Another numerical value used with totality or completeness is ten. Certainly, man's numeric systems are structured around ten, but we find in biblical numbers, ten plays an important role as well. Consider that there are the Ten Commandments. God also caused ten plagues on Egypt when Pharaoh refused to let Israel go. There are the ten kings in the prophecies of Daniel and Zechariah had ten visions. Ten, as with seven are both used with the concept of fullness which can also imply judgment. Combining the numbers ten and seven in multiplication also refer to a fullness of events or time. When Israel left Canaan to enter into Egypt, there were seventy souls and in the book of Numbers, there were seventy elders appointed to judge the people. Seventy was also the number of years that Israel spent in captivity in Babylon. The biblical meaning of numbers is especially fascinating when looking at the multiplication of seventy and seven.
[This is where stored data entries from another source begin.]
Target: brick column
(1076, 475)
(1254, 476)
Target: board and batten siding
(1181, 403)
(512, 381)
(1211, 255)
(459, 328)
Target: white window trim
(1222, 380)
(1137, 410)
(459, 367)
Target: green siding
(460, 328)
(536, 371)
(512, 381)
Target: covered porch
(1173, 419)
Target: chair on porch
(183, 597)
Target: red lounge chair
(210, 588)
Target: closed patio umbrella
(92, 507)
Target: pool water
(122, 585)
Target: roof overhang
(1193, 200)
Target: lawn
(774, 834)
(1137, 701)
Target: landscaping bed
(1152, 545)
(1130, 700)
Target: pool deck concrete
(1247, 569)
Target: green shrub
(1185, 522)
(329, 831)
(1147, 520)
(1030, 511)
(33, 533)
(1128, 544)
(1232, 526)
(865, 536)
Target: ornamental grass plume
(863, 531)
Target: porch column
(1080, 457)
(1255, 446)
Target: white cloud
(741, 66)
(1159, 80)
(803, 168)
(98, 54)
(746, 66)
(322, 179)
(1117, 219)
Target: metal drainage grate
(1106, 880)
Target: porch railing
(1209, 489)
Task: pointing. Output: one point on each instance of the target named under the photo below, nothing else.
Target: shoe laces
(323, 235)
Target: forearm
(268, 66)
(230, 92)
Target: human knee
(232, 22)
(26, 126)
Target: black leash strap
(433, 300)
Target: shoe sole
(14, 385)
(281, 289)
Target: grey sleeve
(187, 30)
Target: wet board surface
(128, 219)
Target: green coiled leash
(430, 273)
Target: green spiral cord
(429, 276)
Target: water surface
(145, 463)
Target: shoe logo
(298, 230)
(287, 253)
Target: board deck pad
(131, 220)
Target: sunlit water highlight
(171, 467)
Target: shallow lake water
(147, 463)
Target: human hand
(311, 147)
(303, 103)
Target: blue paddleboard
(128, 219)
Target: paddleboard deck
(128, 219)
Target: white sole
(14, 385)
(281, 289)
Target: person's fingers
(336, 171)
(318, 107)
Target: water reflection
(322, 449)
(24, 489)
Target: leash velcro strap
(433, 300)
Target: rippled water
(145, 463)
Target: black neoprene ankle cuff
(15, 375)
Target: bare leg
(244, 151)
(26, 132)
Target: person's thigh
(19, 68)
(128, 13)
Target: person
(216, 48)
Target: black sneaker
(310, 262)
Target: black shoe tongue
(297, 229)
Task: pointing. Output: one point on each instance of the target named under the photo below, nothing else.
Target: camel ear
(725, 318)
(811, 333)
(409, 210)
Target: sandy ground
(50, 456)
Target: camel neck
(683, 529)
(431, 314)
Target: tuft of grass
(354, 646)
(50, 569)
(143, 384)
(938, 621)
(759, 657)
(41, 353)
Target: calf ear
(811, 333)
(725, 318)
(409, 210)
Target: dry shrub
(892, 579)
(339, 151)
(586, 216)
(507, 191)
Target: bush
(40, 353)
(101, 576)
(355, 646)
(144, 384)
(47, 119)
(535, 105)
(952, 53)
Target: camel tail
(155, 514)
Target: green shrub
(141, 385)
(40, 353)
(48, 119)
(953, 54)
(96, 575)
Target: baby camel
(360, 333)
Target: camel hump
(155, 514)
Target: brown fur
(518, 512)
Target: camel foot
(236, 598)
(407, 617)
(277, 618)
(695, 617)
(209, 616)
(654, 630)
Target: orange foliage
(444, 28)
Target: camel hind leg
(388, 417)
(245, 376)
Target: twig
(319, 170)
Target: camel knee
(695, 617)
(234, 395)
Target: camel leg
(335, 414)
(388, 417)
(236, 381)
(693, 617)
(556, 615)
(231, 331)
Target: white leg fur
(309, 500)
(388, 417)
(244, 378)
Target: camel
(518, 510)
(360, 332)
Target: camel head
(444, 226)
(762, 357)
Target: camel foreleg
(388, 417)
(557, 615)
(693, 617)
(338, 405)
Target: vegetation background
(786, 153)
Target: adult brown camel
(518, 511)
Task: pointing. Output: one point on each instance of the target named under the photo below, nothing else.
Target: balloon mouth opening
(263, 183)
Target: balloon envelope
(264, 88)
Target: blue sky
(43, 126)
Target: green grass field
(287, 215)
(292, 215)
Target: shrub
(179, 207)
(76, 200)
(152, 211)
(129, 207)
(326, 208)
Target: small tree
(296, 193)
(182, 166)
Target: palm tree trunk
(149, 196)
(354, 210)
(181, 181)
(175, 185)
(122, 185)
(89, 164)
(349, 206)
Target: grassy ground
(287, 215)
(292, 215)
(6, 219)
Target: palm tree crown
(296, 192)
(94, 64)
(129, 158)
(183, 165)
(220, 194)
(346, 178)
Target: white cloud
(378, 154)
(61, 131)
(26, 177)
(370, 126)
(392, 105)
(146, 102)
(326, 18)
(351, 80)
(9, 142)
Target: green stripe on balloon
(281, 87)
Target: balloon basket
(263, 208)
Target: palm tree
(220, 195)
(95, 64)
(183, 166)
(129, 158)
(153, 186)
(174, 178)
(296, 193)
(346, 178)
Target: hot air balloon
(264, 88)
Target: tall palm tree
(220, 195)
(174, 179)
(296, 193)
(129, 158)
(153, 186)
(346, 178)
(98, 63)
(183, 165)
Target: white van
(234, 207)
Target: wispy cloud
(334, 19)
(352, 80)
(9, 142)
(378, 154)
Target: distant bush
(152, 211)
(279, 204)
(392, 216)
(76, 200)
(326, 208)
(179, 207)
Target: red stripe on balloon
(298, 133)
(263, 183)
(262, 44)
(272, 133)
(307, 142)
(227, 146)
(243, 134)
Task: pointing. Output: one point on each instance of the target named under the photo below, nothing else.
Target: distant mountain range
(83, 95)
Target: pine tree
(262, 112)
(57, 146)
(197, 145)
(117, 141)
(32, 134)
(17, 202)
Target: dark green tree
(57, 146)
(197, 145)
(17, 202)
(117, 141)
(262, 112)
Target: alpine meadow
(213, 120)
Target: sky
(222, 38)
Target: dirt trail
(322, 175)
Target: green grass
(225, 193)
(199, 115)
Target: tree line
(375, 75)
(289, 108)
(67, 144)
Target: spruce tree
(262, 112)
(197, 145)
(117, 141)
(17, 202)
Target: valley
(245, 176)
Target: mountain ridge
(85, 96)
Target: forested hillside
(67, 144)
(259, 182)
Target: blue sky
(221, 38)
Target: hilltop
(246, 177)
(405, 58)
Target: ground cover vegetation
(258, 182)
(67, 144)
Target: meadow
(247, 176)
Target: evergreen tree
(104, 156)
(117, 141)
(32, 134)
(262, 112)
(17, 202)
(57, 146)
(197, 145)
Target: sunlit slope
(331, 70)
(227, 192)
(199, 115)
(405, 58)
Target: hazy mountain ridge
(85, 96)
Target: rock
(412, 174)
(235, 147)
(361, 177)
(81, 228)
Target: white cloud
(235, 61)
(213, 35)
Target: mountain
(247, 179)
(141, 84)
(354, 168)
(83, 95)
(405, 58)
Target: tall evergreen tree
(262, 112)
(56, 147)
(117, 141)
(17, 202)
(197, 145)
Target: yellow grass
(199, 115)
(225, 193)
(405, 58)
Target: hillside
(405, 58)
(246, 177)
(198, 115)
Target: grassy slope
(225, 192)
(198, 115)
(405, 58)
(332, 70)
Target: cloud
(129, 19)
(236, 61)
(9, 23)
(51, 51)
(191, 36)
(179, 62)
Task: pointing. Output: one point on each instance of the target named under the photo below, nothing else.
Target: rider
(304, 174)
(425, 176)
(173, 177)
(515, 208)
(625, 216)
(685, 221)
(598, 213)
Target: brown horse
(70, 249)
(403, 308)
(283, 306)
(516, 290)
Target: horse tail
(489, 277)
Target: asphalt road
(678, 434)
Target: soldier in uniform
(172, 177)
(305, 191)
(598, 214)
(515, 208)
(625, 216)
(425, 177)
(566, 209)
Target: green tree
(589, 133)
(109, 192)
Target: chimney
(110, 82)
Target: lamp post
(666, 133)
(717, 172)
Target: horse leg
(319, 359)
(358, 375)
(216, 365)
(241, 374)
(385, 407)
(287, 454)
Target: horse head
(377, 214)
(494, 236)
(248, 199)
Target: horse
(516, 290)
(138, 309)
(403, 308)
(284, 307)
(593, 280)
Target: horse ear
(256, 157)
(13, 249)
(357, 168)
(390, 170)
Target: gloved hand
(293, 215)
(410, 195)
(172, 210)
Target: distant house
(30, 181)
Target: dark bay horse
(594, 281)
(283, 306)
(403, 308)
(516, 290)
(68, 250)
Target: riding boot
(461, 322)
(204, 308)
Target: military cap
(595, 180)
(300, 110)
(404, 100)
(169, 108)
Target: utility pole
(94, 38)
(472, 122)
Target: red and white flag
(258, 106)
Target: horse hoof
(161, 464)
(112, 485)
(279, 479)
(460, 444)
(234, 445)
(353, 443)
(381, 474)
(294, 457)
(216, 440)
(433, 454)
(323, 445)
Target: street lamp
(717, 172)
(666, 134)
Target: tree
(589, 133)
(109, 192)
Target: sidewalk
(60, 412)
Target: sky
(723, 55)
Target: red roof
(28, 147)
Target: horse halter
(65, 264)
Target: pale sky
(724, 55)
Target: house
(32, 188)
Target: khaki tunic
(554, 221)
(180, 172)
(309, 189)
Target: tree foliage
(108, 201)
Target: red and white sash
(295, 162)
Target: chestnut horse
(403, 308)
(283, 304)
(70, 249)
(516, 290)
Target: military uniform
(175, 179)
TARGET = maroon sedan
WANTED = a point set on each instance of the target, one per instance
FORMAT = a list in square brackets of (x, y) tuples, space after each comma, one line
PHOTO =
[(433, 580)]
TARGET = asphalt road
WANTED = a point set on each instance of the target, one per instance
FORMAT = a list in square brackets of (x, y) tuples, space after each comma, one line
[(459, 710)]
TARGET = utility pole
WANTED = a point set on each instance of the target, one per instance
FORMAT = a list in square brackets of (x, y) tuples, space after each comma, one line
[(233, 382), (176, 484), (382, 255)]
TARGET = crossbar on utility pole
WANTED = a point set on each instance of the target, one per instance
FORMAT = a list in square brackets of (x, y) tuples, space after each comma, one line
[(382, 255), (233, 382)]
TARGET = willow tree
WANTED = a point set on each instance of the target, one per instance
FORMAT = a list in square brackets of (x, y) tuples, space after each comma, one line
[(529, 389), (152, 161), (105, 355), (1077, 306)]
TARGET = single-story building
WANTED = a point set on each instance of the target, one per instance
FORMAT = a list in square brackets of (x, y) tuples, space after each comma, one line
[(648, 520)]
There are 490-year periods in history concerning Israel which begin with the birth of Abraham. There are different schools of thought about these cycles, but without a doubt, the last 490-year period ends with the fulfillment of the original promise of a millennial kingdom.

Still there are other numbers that hold significance. Another which indicates completeness is the number twelve. However, this value of the biblical numbers identifies closely with divine ordinance or governing. There are twelve months in a year, twelve tribes of Israel, and Jesus chose twelve disciples to work closely with. The number six seems to be associated with the idea of man or being short of perfection and completeness. Man was created on the sixth day and in the six-hundredth year of Noah's life, the flood destroyed most of mankind. Because man is disobedient, this number is also identifies with rebellion, the most notable of which is the number of the man of perdition: 666. In contrast, the number eight is associated with new beginnings or resurrection. Jesus was raised from the dead on the eighth day and there are an additional eight resurrections recorded in Scripture.

The study of numerology in Scripture can reveal much about the nature of our Creator in regards to science, and precision. Mathematical structure proves a God of order and not chaos. Looking closely at how He uses the meaning of numbers and their values, we can also use mathematical systems found in the Bible to help us discover more about prophecy. A perfect example of this is the prophetic word concerning the numerical value of the Anti-Christs name which seems to indicate that some will be able to identify this man before he is publically revealed. However, the mathematical patterns found in the Bible are too numerous and uncertain to use as a basis for support of doctrine, mystical or otherwise. Biblical numbers should never be used to prove a doctrinal position. The truth that some number values and systems found in the Word of God are significant and have meaning make their purposes apologetic as opposed to doctrinal. In other words, numerical values found in the Bible are used to prove God exists and that the Word, which was penned by many writers over a span of thousands of years, is supernaturally inspired by the Holy Spirit.